Canada is Imitating EU’s GDPR, New Policy Takes Effect On Nov 2018
Canada has apparently imitated European Union’s GDPR, that is the latest news from the country’s Office of Privacy Commissioner of Canada (OPC). Under the new policy, starting November 2018, all companies operating in the Canadian territory are mandated to report breaches that happened in their organization to the OPC.
The OPC through its directive is also forcing companies that experienced security breaches to contact the owners of the stolen information ASAP. Informing them of their options and giving them mitigation steps on how to lessen the impact of the hacking event. Likewise, firms are ordered to maintain two-years worth of breaches record for later auditing of OPC. The agency is set to slap the corporate violators with Canadian $100,000 fine for each instance of data breach offense.
Security researchers like Alex Cameron, Fasken Martineau DuMoulin’s Chair of Cybersecurity has expressed his confidence that Canadian’s large companies are very much ready for 100% compliance with the new regulation. He, however, expressed pessimism about the readiness of SME’s (Small and Medium Enterprises). Corinne Pohlmann, SVP for National Affairs of the Canadian Federation of Independent Business echoed Cameron’s point: “I doubt most small-business owners even know these new rules exist. Privacy is low on the radar for many small-business owners. Nonetheless, we are going to make sure they are aware.”
Some companies are seeking clarification about the OPC’s ruling, as they need to implement massive changes with their operations, let alone setup enough funding for such compliance endeavor. “The moment they notify in high-profile cases, within 24 to 48 hours, there’s class-action litigation. We’ll see a bit of an increase initially, you’ll see the pendulum swing back to a more balanced situation.”
The academy has also stated its opinion on the issue, as Michael Geist, University of Ottawa’s Law professor stated: “If every breach resulted in a notification, the public would become numb to them. There may be others that cause harm and the public is kept in the dark.”
It is apparent that GDPR has been a very critical regional law in the EU-member states, which made other countries emulate its effects in their own respective categories. Under GDPR the following are the goals:
- Enhanced rights for data subjects – the right to object to certain types of profiling and automated decision-making, and to request that unnecessary personal data is deleted.

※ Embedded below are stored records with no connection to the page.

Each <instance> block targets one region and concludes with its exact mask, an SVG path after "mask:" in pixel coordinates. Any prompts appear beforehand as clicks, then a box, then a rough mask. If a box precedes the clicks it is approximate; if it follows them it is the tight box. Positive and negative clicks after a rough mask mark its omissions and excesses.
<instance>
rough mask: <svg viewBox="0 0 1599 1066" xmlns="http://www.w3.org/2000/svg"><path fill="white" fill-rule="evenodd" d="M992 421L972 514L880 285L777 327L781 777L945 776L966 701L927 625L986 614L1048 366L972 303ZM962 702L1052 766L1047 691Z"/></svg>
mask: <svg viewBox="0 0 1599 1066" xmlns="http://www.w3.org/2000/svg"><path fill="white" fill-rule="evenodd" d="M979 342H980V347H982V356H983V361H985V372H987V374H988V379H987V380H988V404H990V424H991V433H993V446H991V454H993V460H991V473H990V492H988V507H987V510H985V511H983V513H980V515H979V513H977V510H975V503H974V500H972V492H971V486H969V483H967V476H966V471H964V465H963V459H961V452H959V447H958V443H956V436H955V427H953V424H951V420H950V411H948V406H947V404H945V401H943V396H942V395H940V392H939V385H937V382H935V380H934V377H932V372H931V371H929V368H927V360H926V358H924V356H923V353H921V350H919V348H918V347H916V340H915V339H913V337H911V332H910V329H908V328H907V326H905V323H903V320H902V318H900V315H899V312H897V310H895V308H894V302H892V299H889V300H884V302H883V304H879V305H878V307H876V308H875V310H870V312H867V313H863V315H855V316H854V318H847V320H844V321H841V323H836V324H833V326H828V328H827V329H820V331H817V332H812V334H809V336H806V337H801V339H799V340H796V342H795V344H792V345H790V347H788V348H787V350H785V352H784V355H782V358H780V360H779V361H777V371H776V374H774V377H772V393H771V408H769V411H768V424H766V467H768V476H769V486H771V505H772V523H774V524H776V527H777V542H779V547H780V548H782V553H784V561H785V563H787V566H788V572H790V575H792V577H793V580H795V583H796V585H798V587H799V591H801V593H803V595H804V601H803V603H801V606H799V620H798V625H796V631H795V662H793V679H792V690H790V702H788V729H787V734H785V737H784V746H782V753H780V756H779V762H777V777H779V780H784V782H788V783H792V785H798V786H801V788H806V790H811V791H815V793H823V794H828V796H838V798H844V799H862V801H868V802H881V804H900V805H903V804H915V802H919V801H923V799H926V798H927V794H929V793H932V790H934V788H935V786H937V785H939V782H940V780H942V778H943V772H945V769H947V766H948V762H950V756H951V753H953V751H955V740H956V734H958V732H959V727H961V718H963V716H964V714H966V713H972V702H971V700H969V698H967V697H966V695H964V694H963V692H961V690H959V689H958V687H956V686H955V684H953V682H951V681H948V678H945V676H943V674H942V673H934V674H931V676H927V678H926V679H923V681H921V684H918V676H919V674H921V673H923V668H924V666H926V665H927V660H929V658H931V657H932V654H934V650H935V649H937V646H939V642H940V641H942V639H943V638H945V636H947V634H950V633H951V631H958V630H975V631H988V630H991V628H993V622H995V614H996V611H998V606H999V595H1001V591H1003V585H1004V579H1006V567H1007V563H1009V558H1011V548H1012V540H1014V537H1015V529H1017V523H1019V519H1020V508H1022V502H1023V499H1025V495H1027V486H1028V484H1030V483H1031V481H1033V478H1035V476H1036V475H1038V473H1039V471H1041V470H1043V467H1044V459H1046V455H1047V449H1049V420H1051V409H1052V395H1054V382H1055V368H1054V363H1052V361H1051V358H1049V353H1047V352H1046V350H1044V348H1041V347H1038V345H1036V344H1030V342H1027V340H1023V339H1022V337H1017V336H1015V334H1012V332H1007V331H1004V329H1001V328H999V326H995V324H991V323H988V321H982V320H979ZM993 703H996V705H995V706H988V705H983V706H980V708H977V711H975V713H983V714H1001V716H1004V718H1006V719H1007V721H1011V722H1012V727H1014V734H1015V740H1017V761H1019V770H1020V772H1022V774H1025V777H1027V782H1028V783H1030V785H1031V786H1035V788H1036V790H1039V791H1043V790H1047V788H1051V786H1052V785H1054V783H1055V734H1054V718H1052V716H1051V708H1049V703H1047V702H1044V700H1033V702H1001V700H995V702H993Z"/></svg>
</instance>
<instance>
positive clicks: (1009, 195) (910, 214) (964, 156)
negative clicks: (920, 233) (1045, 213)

- Enhanced obligations for organizations – such as publishing detailed fair processing notices to inform individuals of their data protection rights, the way their information is used and for how long.
- Stringent consent requirements – consent must be explicit, freely given for a specific purpose and easy to retract.
- Stricter breach reporting – significant data breaches must be reported to regulators within 72 hours and sometimes the individual, too. Increased privacy impact assessments – organizations must formally identify emerging privacy risks, particularly for new projects.
- Privacy by design – organizations must design data protection into new and existing business processes and systems.
- Increased record keeping – organizations must maintain registers of the processing activities they carry out, with mandatory DPIAs for high-risk data processing.
- Significant penalties – the potential size of fines for non-compliance will be considerable, reaching €20million or up to 4% of turnover, whichever is greater
- Appointing DPOs – appointing a data protection officer will be mandatory for many organizations.
- Wider regulatory scope – the new regulation will apply to both the data controller and the processor.